Pensando en esto, les planteo un par de cositas en qué poner atención...
A fines del año pasado se inició un incendio en Torres del Paine en la Patagonia chilena y el causante fue un turista israelí que quemó un trozo de papel higiénico contraviniendo todas las recomendaciones hechas por los organismos chilenos que advierten de esto debido a las grandes extensiones de pastizales secos por la falta de lluvias, y al viento que reina permanentemente...Se quemaron 17 mil hectáreas de bosques y pastizales y aún quedan algunos focos porque el acceso es difícil para las brigadas que combaten incendios, y el viento impide el combate aéreo la mayor parte del tiempo.

El turista israelí, Rotem Singer de 23 años, fue formalizado y se comprometió a pagar 5 millones de pesos, poco más de 7000 euros, la nada misma si pensamos en todos los recursos que Chile ha tenido que movilizar y todo lo que nos costará como país, reforestar.

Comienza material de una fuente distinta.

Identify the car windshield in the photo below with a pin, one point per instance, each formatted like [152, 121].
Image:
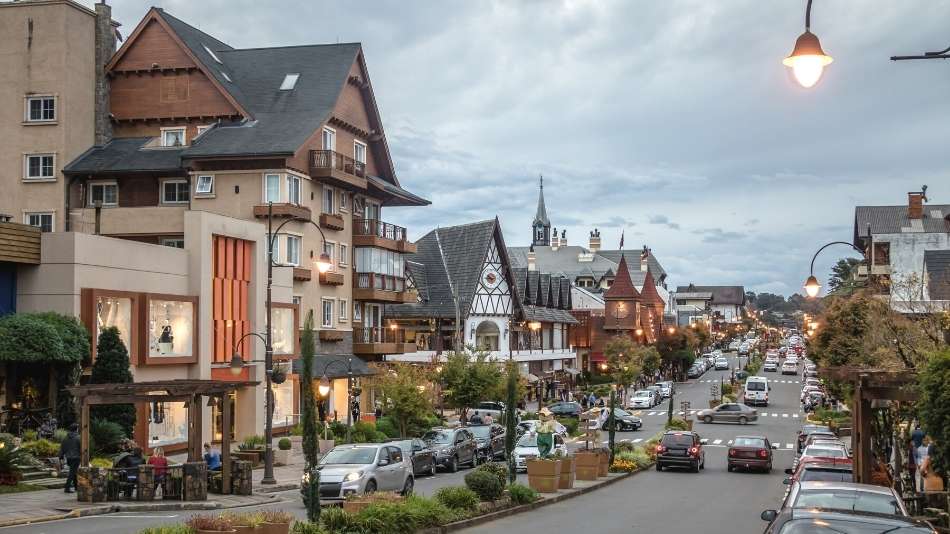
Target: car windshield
[438, 436]
[356, 455]
[844, 499]
[749, 442]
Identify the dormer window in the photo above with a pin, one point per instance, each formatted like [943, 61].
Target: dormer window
[290, 81]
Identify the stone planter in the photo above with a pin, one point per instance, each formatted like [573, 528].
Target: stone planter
[567, 473]
[544, 475]
[586, 465]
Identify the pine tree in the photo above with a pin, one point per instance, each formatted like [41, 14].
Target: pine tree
[112, 366]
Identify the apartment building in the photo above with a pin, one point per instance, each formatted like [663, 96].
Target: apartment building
[52, 101]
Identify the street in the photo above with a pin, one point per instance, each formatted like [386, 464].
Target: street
[717, 501]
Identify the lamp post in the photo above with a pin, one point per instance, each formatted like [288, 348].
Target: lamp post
[807, 60]
[812, 286]
[323, 265]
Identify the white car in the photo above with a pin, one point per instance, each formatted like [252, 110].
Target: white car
[527, 448]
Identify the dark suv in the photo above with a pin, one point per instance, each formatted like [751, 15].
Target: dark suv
[680, 448]
[452, 446]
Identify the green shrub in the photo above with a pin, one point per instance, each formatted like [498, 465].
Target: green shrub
[521, 494]
[676, 424]
[458, 498]
[335, 519]
[41, 448]
[105, 437]
[485, 484]
[498, 469]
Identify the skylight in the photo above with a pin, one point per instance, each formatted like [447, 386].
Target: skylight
[212, 54]
[289, 82]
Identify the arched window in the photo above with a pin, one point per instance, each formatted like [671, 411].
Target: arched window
[486, 336]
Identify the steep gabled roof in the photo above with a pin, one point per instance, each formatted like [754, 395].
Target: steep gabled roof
[622, 287]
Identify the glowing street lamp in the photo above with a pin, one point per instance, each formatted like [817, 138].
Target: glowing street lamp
[807, 60]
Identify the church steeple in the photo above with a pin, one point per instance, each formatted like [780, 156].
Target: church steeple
[541, 226]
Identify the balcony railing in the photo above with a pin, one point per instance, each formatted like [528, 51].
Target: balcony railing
[380, 229]
[328, 159]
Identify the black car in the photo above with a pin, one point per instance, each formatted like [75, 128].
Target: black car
[570, 409]
[817, 520]
[453, 447]
[423, 457]
[490, 440]
[680, 449]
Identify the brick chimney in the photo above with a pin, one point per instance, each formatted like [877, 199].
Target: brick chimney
[594, 240]
[915, 205]
[105, 47]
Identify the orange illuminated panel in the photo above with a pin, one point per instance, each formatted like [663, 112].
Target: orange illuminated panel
[230, 288]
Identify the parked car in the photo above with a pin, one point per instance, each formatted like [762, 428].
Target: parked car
[453, 447]
[489, 441]
[421, 455]
[364, 468]
[750, 452]
[730, 412]
[796, 521]
[565, 409]
[680, 449]
[527, 448]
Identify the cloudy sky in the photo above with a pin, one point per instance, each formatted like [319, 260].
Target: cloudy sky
[674, 122]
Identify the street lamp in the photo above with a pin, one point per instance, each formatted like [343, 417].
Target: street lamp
[807, 60]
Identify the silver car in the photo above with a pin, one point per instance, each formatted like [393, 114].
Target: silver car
[731, 412]
[364, 468]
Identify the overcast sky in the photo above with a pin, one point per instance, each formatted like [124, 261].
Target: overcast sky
[673, 121]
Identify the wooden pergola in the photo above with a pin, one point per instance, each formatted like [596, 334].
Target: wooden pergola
[187, 391]
[870, 385]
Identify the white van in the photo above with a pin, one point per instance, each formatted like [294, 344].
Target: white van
[756, 391]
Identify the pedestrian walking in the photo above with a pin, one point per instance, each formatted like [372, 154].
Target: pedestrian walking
[70, 451]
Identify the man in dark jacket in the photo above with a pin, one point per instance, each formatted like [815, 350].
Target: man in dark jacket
[70, 452]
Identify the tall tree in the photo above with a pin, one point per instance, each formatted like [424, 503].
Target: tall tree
[112, 366]
[310, 488]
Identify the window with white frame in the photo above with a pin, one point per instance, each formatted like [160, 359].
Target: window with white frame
[106, 193]
[204, 185]
[40, 167]
[41, 109]
[292, 256]
[327, 316]
[175, 191]
[293, 189]
[173, 136]
[359, 151]
[272, 188]
[43, 221]
[328, 197]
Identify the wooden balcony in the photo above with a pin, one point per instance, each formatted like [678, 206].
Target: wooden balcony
[376, 233]
[377, 341]
[331, 221]
[283, 210]
[337, 169]
[382, 288]
[331, 335]
[331, 279]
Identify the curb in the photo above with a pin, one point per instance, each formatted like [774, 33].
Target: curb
[468, 523]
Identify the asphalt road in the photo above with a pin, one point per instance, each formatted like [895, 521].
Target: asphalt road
[712, 501]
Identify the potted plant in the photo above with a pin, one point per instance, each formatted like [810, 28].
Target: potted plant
[276, 522]
[282, 454]
[206, 524]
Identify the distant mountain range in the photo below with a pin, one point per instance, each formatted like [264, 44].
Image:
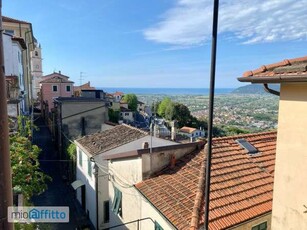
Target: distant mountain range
[254, 89]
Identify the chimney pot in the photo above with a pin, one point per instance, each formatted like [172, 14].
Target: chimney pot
[172, 161]
[145, 145]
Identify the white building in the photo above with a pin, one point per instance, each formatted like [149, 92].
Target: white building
[37, 70]
[13, 47]
[92, 184]
[164, 188]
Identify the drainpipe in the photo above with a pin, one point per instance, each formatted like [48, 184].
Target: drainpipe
[96, 188]
[271, 91]
[211, 104]
[5, 162]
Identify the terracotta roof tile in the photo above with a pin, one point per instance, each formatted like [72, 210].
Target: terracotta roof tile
[241, 184]
[109, 139]
[285, 67]
[56, 79]
[186, 129]
[8, 19]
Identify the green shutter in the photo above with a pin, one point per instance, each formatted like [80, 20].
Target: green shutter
[89, 167]
[157, 226]
[80, 157]
[116, 206]
[262, 226]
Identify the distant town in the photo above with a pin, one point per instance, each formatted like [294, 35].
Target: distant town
[138, 161]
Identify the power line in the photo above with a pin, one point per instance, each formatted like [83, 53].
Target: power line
[6, 195]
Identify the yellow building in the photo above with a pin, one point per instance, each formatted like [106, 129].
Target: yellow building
[290, 178]
[23, 30]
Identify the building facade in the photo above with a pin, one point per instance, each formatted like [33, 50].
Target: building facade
[53, 86]
[165, 186]
[13, 66]
[91, 152]
[37, 70]
[23, 29]
[290, 187]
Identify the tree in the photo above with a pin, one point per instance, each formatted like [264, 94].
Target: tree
[132, 101]
[165, 103]
[27, 178]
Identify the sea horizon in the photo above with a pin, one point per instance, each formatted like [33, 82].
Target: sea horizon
[167, 91]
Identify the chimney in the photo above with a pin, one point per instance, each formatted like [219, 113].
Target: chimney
[145, 145]
[172, 161]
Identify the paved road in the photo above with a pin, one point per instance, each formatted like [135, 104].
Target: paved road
[58, 193]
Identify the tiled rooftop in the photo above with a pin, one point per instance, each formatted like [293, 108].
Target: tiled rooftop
[286, 69]
[8, 19]
[186, 129]
[109, 139]
[56, 79]
[241, 184]
[21, 42]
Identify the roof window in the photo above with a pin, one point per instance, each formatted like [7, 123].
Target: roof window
[246, 145]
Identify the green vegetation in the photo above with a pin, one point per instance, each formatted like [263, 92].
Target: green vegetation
[233, 113]
[132, 101]
[27, 178]
[170, 110]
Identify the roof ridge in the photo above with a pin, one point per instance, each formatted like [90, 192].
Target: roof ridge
[199, 195]
[9, 19]
[131, 127]
[264, 68]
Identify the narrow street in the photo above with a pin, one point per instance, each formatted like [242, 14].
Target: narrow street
[59, 193]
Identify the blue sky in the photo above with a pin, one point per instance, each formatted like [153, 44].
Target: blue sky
[161, 43]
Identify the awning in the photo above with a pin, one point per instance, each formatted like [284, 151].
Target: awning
[77, 184]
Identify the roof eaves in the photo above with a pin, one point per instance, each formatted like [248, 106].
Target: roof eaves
[275, 79]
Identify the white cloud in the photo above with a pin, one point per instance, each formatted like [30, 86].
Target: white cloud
[189, 22]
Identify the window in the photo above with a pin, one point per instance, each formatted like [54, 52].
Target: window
[117, 202]
[246, 145]
[262, 226]
[11, 32]
[80, 157]
[157, 226]
[89, 167]
[106, 213]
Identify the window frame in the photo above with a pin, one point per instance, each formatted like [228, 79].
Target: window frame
[80, 158]
[158, 226]
[106, 211]
[89, 167]
[54, 88]
[117, 202]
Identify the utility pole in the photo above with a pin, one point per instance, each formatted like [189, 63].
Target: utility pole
[81, 77]
[6, 198]
[211, 107]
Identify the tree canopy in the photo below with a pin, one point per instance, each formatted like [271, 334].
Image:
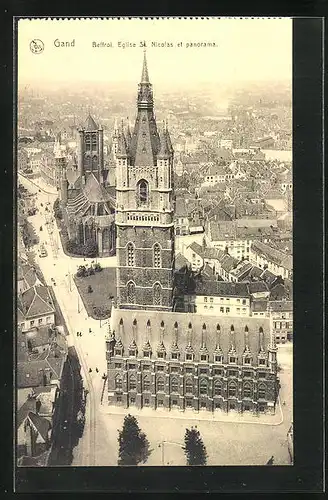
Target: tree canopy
[133, 444]
[194, 448]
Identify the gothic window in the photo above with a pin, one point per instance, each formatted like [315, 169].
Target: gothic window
[87, 142]
[232, 390]
[174, 385]
[189, 386]
[217, 388]
[130, 255]
[203, 386]
[157, 294]
[132, 383]
[131, 292]
[157, 255]
[261, 391]
[146, 384]
[247, 390]
[142, 192]
[118, 382]
[88, 163]
[160, 384]
[94, 163]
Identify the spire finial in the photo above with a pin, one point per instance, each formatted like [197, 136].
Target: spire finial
[144, 75]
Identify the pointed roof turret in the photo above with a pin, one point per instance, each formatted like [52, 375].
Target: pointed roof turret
[164, 150]
[90, 124]
[145, 75]
[122, 145]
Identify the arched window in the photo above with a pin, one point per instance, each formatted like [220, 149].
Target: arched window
[232, 390]
[118, 382]
[142, 192]
[189, 386]
[247, 390]
[146, 383]
[132, 383]
[87, 142]
[217, 388]
[94, 163]
[130, 260]
[261, 391]
[160, 384]
[157, 294]
[157, 258]
[131, 292]
[203, 386]
[88, 162]
[174, 385]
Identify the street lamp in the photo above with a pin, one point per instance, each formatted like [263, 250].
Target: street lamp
[161, 445]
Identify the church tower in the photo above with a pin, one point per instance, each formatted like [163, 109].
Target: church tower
[91, 150]
[144, 209]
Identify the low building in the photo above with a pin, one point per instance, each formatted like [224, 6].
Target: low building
[191, 362]
[219, 298]
[266, 257]
[282, 318]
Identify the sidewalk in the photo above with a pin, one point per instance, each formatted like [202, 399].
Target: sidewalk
[217, 416]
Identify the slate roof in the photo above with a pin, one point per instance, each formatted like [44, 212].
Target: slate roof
[90, 124]
[281, 305]
[213, 253]
[259, 305]
[180, 262]
[195, 247]
[41, 424]
[257, 287]
[221, 289]
[183, 335]
[181, 208]
[273, 255]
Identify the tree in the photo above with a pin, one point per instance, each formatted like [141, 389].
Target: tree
[57, 209]
[194, 448]
[81, 272]
[90, 248]
[133, 444]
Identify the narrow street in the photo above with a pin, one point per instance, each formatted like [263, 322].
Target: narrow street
[59, 268]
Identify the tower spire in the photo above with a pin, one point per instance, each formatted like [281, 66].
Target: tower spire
[145, 75]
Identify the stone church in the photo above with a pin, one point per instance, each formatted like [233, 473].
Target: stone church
[88, 202]
[157, 357]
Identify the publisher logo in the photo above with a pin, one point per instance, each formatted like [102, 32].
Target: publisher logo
[36, 46]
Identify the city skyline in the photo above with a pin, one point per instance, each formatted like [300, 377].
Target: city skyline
[237, 57]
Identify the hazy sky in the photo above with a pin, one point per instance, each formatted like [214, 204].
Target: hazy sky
[247, 50]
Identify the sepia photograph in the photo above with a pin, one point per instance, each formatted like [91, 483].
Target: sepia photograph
[154, 281]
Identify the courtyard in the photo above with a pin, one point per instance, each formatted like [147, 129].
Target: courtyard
[103, 285]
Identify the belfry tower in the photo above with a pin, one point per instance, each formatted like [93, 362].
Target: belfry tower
[144, 209]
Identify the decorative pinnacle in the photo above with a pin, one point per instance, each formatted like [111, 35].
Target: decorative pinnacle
[145, 75]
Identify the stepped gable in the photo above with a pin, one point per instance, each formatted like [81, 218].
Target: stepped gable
[184, 334]
[90, 124]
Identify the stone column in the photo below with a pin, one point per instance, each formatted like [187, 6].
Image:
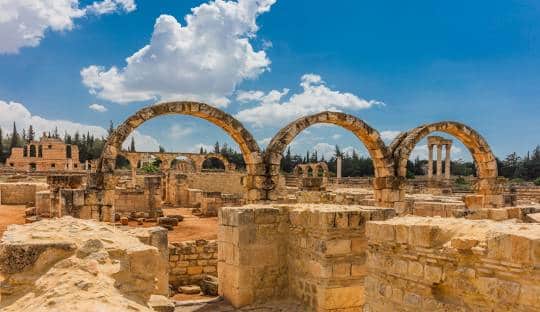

Y no hemos hablado de la fauna autóctona y con varias especies en peligro de extinción.
También se comprometió con la ayuda de una ONG israelí para la recuperación del parque; veremos qué pasa más adelante porque para que el viento no empobrezca más la capa de tierra vegetal, hay que apresurarse en plantar especies autóctonas, las que demorarán muchísimo en crecer, dado el clima y las temperaturas que dominan esta región.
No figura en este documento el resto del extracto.